The PVC recycling pilot aims to encourage the recycling of PVC medical devices in hospitals and prevent products from entering the landfills
The Vinyl Institute of Canada has launched the first medical polyvinyl chloride (PVC) recycling pilot partnership, named PVC 123, in Canada.
The pilot aims to prevent products from entering the landfills and encourage the recycling of PVC medical devices in hospitals.
The Environment and Climate Change Canada and the Vinyl Institute of Canada have provided funding for the pilot.
St Joseph’s Health Centre and Humber River Hospital of Toronto have been selected as the pilot leads by the partnership.
The Vinyl Institute of Canada said that other hospitals are expected to join the pilot programme later this year.

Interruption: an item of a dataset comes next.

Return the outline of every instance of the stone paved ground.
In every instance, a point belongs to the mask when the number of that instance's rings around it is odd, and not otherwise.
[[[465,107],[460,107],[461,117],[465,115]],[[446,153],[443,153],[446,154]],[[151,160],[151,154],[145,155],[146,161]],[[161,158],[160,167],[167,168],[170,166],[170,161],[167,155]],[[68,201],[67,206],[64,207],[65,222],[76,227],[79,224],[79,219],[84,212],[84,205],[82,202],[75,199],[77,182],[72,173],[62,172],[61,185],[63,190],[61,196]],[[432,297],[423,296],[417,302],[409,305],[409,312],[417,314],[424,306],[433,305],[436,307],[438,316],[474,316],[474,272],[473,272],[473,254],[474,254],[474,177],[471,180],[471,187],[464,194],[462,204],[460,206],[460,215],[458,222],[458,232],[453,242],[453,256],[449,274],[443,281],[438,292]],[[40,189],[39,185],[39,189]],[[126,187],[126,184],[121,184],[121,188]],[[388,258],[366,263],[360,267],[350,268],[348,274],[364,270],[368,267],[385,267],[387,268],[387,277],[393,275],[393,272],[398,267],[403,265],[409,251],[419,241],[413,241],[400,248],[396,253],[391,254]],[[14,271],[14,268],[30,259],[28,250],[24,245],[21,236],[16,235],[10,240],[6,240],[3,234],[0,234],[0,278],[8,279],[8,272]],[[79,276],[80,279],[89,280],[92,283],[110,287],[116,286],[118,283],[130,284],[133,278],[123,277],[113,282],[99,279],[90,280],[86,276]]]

The recycling pilot partnership to collect V bags, oxygen mask, and oxygen tubing waste
Initially, the partnership will collect the V bags, oxygen mask, and oxygen tubing waste from the hospital operating rooms and then they will be reproduced into new products.
Vinyl Institute of Canada president and CEO Aiñe Curran said: “Life-saving devices are made from PVC.
“Our industry has been recycling since the 1980s, and we are excited to add hospitals to our growing list of recyclers in Canada.”
The collection process is planned to commence from 15 September to 31 March 2021.
PVC recycling company Norwich Plastics will be responsible to manage the logistics of the collected materials as well as their conversion into new products including hoses, tubing, automotive supplies, and sound-dampening products.
Norwich Plastics’ Tribu Persaud said: “Vinyl’s straightforward recyclability is important to this project, and we expect to divert at least 80,000 pounds of recyclable PVC from landfills from this pilot.
“Vinyl is a multi-tasking material – it’s valuable, functional, and durable which makes it a perfect resource for recycling.”